Week 2 2014 Becker (2000b)

Becker, Henry Jay. (2000). Findings from the Teaching, Learning, and Computing Survey: Is Larry Cuban Right? Education Policy Analysis Archives, 8, np. Available from http://epaa.asu.edu/ojs/article/view/442

This paper draws upon the work of Larry Cuban, one of a number of prominent critics of computer use in schools. It is useful to read some of Cuban's work. Becker, at the end concedes Cuban's basic argument, albeit reluctantly. Becker's analysis is based upon the assumption of computing having to fit into the classroom and the conditions that appear to make that work best. It's an odd logic when one puts this project which often goes under the label of integration into the classroom alongside areas outside of school in which the deployment of computing and related technologies has fundamentally altered structures, processes and forms of organisation.

A significant issue, that of curriculum coverage is described as a pressure on teachers. We live in a petabyte age where the volume of information that is produced on a daily basis is mind numbingly large. It was not that much smaller in 2000, although little attention was drawn to it then. The consequence of humans having to deal with so much information is that the vast majority of the work will have to be done by computers. There is much to think about here. In Australia, it would be fair to suggest that the curriculum is organised around the pig principle, that is, more is better. There is at least one country which espouses the notion of more being less in education, Finland1.

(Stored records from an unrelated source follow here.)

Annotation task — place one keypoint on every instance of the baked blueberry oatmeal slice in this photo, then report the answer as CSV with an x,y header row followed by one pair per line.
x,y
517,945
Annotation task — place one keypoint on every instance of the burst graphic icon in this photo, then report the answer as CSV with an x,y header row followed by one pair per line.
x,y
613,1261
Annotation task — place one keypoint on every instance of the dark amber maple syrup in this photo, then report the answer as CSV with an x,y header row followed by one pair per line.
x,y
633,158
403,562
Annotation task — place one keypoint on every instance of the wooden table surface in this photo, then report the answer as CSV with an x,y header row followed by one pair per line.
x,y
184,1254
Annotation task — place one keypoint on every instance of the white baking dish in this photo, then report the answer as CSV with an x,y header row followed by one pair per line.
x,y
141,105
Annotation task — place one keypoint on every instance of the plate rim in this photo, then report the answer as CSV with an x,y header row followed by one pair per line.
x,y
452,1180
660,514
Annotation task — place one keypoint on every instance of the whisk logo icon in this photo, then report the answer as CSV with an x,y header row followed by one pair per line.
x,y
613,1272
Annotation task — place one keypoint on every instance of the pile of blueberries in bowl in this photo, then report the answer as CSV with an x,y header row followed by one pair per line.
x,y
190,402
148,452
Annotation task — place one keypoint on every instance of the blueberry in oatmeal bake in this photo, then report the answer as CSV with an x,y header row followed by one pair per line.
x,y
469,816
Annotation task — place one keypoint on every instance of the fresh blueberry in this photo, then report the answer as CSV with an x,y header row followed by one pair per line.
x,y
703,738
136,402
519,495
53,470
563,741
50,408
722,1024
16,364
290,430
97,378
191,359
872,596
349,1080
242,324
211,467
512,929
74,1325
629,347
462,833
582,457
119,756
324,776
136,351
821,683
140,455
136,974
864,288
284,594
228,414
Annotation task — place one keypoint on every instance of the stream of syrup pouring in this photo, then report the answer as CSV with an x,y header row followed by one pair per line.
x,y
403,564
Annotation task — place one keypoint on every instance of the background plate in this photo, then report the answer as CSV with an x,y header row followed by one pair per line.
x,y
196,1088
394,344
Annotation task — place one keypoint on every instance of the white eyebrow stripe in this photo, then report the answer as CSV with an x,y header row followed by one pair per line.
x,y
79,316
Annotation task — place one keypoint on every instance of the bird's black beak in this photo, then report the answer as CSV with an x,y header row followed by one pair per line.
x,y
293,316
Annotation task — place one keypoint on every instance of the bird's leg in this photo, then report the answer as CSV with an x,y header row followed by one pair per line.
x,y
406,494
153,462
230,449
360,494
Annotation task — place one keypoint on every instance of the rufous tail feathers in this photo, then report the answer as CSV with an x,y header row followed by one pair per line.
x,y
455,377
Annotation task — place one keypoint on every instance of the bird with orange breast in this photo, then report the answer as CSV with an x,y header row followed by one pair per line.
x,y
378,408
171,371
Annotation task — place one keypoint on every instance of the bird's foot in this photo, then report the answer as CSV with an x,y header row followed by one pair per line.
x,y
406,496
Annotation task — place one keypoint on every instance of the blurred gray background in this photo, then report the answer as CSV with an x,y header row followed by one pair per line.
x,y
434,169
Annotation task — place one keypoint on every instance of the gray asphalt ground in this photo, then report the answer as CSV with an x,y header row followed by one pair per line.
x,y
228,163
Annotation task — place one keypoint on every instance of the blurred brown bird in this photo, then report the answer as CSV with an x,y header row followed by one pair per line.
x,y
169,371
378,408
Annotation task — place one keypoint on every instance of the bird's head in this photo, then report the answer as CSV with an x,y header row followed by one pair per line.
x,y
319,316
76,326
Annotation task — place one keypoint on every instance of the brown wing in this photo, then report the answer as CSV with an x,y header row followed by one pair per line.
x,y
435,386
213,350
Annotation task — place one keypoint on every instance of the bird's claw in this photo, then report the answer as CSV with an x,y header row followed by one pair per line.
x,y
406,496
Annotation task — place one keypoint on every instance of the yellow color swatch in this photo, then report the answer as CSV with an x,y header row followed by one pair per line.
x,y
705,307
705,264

Consideration of this issue does not appear much if at all in education debates2.

For me, the interesting characteristic of this and so many papers like it that are concerned about how best to make good use of computers in classrooms is that it is only one side of the negotiation, if you like, that has to adapt, be changed, or as I have argued elsewhere, domesticated, i.e. the computers. Here I find it useful to think about schools as a way of doing things, that is as a technology as some folk have argued. School, as a collection of people and things with a large set of ways of doing things that have been established for a long time and supported by things like a curriculum, a timetable, forms of accreditation, buildings, classrooms of particular shapes and sizes and so on, is, in terms of thinking about it as a technology, a very large and powerful3 one. Following this logic, it is relatively easy to predict that what will work in a school are computing-related practices which conform to the day-to-day routines and practices of the school and classroom. This is not to suggest that other patterns are impossible. Rather, it is to suggest that stuff that conforms less to the routines of the classroom is much more difficult to make happen and to sustain, i.e. a lot of work has to be done by the teacher.